Trump and Turkey’s Erdogan Have White House Meeting, Runs Overtime
Nov. 13, 2019 (EIRNS)—The meeting at the White House between President Donald Trump and Turkish President Recep Tayyip Erdogan went about an hour longer than scheduled, but Trump stressed with reporters afterwards that Turkey is a vital ally of America, a vital part of NATO, and is key to U.S. military trade because it buys American equipment through the Foreign Military Sales program and contributes to U.S. defense programs. Trump called Turkey’s purchase of the Russian S-400 air defense system a “serious challenge,” which the two Presidents discussed today. He reported that he and Erdogan have agreed that America and Turkish foreign ministers and national security advisers work on resolving the S-400 issue. The U.S.-Turkish alliance can be a force for peace and stability in the world, Trump said.
Erdogan, for his part, called their talks “comprehensive and sincere,” and said that Turkey is determined to open a new page in U.S.-Turkish relations.
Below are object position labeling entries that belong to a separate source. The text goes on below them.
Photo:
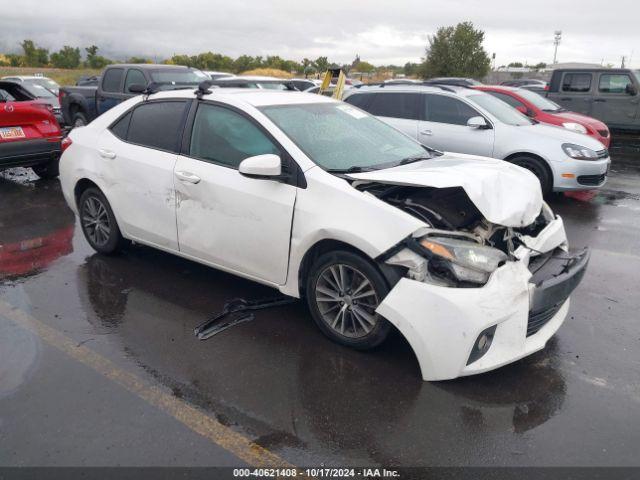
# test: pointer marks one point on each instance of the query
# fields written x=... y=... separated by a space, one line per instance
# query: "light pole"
x=556 y=41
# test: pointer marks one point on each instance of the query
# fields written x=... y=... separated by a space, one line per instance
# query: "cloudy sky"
x=381 y=32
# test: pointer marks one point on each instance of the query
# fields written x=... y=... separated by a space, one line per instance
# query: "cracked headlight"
x=465 y=260
x=576 y=127
x=578 y=152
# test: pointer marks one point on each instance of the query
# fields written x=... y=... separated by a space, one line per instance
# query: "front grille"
x=591 y=179
x=539 y=319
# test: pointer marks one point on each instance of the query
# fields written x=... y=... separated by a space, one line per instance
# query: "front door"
x=237 y=223
x=445 y=127
x=139 y=153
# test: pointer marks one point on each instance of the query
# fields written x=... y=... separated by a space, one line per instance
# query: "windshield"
x=339 y=137
x=273 y=86
x=500 y=110
x=539 y=101
x=183 y=77
x=37 y=90
x=47 y=83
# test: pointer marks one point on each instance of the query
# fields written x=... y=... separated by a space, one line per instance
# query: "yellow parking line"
x=193 y=418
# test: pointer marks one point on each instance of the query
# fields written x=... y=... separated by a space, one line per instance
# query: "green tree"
x=321 y=64
x=456 y=52
x=138 y=60
x=94 y=60
x=34 y=56
x=66 y=57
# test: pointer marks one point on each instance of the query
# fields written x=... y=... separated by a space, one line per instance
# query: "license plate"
x=11 y=132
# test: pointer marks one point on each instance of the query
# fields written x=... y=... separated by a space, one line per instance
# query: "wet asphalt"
x=278 y=381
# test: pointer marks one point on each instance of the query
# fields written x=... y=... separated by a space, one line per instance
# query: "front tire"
x=343 y=291
x=48 y=170
x=79 y=119
x=98 y=222
x=538 y=168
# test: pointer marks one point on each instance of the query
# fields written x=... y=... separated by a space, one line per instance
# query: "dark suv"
x=610 y=95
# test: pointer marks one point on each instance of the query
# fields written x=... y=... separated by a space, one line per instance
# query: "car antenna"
x=152 y=87
x=203 y=89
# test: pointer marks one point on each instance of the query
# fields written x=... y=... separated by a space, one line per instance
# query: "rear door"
x=139 y=152
x=224 y=218
x=612 y=104
x=445 y=127
x=575 y=92
x=110 y=92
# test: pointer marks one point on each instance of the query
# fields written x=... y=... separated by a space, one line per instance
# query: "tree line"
x=452 y=51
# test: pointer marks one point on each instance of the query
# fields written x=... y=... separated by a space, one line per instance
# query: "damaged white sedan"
x=323 y=201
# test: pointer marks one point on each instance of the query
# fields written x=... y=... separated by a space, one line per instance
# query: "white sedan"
x=320 y=200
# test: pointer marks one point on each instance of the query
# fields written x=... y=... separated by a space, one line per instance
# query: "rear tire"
x=538 y=168
x=98 y=222
x=343 y=291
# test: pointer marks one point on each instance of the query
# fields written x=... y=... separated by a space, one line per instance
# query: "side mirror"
x=261 y=166
x=478 y=123
x=137 y=88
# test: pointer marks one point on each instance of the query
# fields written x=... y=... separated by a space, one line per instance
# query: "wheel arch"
x=391 y=275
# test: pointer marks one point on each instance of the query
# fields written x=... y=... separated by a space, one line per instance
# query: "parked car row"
x=467 y=120
x=322 y=200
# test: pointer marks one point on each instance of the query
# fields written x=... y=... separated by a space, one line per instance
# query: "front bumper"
x=442 y=324
x=28 y=153
x=571 y=174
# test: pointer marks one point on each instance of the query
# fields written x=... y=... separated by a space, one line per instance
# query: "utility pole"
x=556 y=41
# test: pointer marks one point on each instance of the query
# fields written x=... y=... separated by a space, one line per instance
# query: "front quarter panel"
x=331 y=209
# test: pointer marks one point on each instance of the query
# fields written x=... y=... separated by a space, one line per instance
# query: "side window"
x=223 y=136
x=443 y=109
x=362 y=100
x=121 y=127
x=157 y=125
x=507 y=99
x=614 y=83
x=134 y=77
x=395 y=105
x=576 y=82
x=112 y=80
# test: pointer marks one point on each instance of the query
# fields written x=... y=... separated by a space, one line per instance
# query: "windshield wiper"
x=353 y=169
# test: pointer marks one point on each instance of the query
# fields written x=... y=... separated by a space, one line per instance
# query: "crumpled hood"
x=505 y=194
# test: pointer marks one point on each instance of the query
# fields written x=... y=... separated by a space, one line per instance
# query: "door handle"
x=107 y=154
x=187 y=177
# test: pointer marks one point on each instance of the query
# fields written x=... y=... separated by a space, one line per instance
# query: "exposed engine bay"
x=461 y=248
x=450 y=209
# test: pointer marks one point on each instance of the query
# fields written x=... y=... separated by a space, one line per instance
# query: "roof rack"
x=446 y=88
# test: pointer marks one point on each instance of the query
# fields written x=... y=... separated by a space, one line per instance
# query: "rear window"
x=157 y=125
x=614 y=83
x=112 y=80
x=576 y=82
x=443 y=109
x=394 y=105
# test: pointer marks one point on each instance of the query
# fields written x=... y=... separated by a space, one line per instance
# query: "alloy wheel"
x=347 y=300
x=95 y=221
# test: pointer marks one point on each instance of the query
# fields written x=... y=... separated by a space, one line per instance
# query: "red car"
x=546 y=111
x=29 y=133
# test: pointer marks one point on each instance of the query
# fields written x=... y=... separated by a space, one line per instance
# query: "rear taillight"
x=66 y=143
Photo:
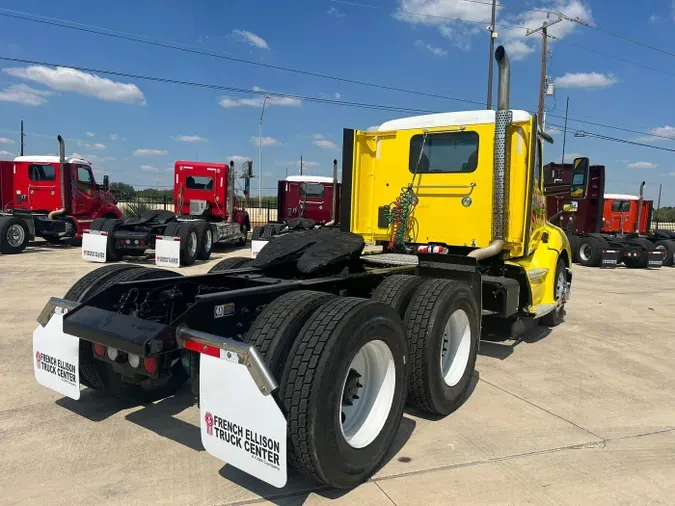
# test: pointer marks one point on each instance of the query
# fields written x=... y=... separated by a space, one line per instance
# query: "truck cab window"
x=41 y=172
x=311 y=190
x=621 y=206
x=444 y=153
x=199 y=183
x=84 y=177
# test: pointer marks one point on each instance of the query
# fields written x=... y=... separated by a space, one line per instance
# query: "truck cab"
x=52 y=197
x=200 y=189
x=309 y=197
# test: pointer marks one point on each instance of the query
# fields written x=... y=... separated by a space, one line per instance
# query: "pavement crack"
x=560 y=417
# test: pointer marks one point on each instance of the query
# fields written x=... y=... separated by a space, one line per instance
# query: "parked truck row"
x=308 y=354
x=605 y=229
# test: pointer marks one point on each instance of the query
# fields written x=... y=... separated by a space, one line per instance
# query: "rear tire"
x=347 y=347
x=555 y=317
x=397 y=291
x=668 y=247
x=13 y=235
x=189 y=243
x=111 y=226
x=257 y=232
x=275 y=329
x=231 y=263
x=443 y=325
x=589 y=252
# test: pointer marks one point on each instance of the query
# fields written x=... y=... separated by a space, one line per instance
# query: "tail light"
x=150 y=365
x=99 y=350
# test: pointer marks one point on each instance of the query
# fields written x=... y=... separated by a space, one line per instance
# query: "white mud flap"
x=240 y=424
x=56 y=357
x=256 y=246
x=167 y=251
x=94 y=246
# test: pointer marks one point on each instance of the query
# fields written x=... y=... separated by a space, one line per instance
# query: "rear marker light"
x=113 y=353
x=134 y=360
x=150 y=365
x=99 y=350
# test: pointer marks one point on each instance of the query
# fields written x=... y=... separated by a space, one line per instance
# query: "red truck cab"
x=309 y=197
x=620 y=214
x=200 y=189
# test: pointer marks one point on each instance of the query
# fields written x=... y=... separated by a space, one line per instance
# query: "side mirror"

He said that he and Trump have a mutual understanding on countering terrorism, that Turkey is committed to the Oct. 17 U.S.-Turkish agreement on removing the once U.S.-backed Kurdish YPG militia from the Syrian border—he considers it allied to the separatist Kurdistan Workers Party (PKK) in Turkey—but that certain parties are trying to “dynamite” the U.S.-Turkish relationship in this regard. On the F-35/S-400 issue, Erdogan said that “only dialogue can help us overcome this test.” In that context, he said that Turkey is willing to purchase the American Patriot air defense system as long as Turkish conditions are met.
Before turning to take reporters’ questions, Trump stated that five Republican Senators, Jim Risch of Idaho, Ted Cruz of Texas, Lindsey Graham of South Carolina, Rick Scott of Florida, and Joni Ernst of Iowa, attended the meeting with Erdogan by invitation. “We had a frank discussion,” Trump said.
Prior to Erdogan’s arrival at the White House, the Washington Post reported that Trump had sent a letter to the Turkish head of state, last week, proposing that with continued adherence to ceasefire along the Syrian border, sanctions over the S-400 purchase could be avoided and a trade deal between the countries could be agreed upon. This “infuriates” Congressional Democrats says the Post, quoting a particularly vituperative Sen. Chris Van Hollen of Maryland saying that this was “absolutely shameful.”